Here a footpath over the fields crossed the road, and by the stile I would wait for the postman. I would hear him coming from far away, for he blew a horn as he walked, so that people in the scattered farms might come out with their letters if they had any. I lounged on the stile and waited, and when the postman came I would give him my packet-the day's portion of "copy" of that Heptarmeron translation that I was then making and sending to the publisher in York Street, Covent Garden. The postman would put the parcel in his bag, cross the road, and go striding off into the dim country beyond, finding his way on a track that no townsman could see...
It was also his habit, three or four times a week, to walk four miles to the Pontypool Road Station in order to purchase the London newspapers:
Here, then, of a "celestial" agent of W. H. Smith I bought my papers; usually the "Standard" and the "Daily Telegraph" . . . I would make my way out of the station and along the high road till I came to the stile and the lonely path across the fields, and alone under a tree or in the shelter of a friendly hedge I would open my paper, cut their pages, and plunge into their garden of delights.
The accessibility to the printed word in the 1880s in the fairly remote prospect of Gwent, contrasts so greatly even with the 1920s, when he finally published his memoir, but today, the contrast is indeed great. I can start my day reading newspapers and magazines without ever having glimpsed the day outside. The internet has brought the world to that window of darkness, my computer screen. The short walk from the kitchen to the study with a cup of tea is less exhausting than a four mile hike, but certainly not as memorable. In gaining something, we lose something else. It is as if there is a balance sheet with a celestial accountant.

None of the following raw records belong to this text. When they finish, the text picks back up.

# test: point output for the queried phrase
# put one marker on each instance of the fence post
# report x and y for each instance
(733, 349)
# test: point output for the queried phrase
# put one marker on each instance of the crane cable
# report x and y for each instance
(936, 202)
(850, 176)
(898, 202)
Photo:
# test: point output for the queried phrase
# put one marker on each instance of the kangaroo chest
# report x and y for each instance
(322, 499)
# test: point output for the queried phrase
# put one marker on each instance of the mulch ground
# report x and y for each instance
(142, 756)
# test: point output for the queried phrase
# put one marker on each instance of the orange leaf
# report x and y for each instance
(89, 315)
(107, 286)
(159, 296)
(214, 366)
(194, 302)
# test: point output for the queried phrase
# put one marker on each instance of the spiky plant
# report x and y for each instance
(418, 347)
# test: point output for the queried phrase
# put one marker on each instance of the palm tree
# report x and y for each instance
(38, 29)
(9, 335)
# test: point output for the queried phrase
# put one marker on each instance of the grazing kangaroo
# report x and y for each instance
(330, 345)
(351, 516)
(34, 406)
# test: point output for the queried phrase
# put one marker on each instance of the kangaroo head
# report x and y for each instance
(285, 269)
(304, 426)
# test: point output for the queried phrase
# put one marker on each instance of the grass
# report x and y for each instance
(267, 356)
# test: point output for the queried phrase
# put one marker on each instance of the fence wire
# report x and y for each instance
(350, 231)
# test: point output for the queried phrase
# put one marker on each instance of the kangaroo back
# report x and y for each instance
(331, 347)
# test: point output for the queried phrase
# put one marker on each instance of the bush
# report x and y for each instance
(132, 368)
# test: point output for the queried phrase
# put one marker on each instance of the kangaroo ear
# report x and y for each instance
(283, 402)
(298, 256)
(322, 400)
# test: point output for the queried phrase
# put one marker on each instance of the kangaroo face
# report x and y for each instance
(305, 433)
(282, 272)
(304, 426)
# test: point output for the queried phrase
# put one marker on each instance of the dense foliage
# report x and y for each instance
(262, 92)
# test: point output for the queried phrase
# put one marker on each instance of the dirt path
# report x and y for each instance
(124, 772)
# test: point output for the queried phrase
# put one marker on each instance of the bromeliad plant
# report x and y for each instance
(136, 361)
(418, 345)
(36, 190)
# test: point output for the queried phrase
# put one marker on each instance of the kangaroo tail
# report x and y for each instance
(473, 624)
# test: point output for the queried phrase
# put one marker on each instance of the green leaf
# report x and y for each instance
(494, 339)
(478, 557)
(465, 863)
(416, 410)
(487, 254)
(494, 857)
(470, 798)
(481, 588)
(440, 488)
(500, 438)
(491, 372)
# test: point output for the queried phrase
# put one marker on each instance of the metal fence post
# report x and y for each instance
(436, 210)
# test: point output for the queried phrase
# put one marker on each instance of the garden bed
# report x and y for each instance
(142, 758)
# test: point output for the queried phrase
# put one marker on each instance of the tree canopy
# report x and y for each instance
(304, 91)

A recent letter to the editor of the Times Literary Supplement in response to an article (James Fergusson, "Collected Editions", Febuary 23, 2007)about the second-hand book trade, also made me think of the changing times. The revolution in bookselling has been swift. The author of the letter stated that "What has emerged is soulless but wonderfully efficient, a golden age for book buyers", and concludes: "One hopes Fergusson's world of musty shops, personal relationships, catalogues and bookfairs will manage to hang on in a few civilized outposts, but personally I wouldn't bet on it." The balance sheet of time once again. I found it interesting that the author of this letter lives in Llandrindod Wells, Wales, seemingly more remote than Usk and Pontypool, but really just a hop over the Brecon Beacons National Park with my Google Maps tool, and if there was data, I could perhaps zero in on a visual using Google's Satellite images, and then fire off an e-mail to the bookseller there to see if he had a copy of Far Off Things by Arthur Machen.
I think I shall leave off with Arthur Machen's meditations on his past, an image that will stay with me as if it were a memory of mine own:
And I, with time to spare, walk slowly, meditatively down the hill, holding my manuscript, hoping that the day's portion has been well done. As I come to the stile there sounds faint through the rising of the melancholy night wind the note of the postman's horn. He has climbed the steep road that leads from Llandegveth village and is now two or three fields away.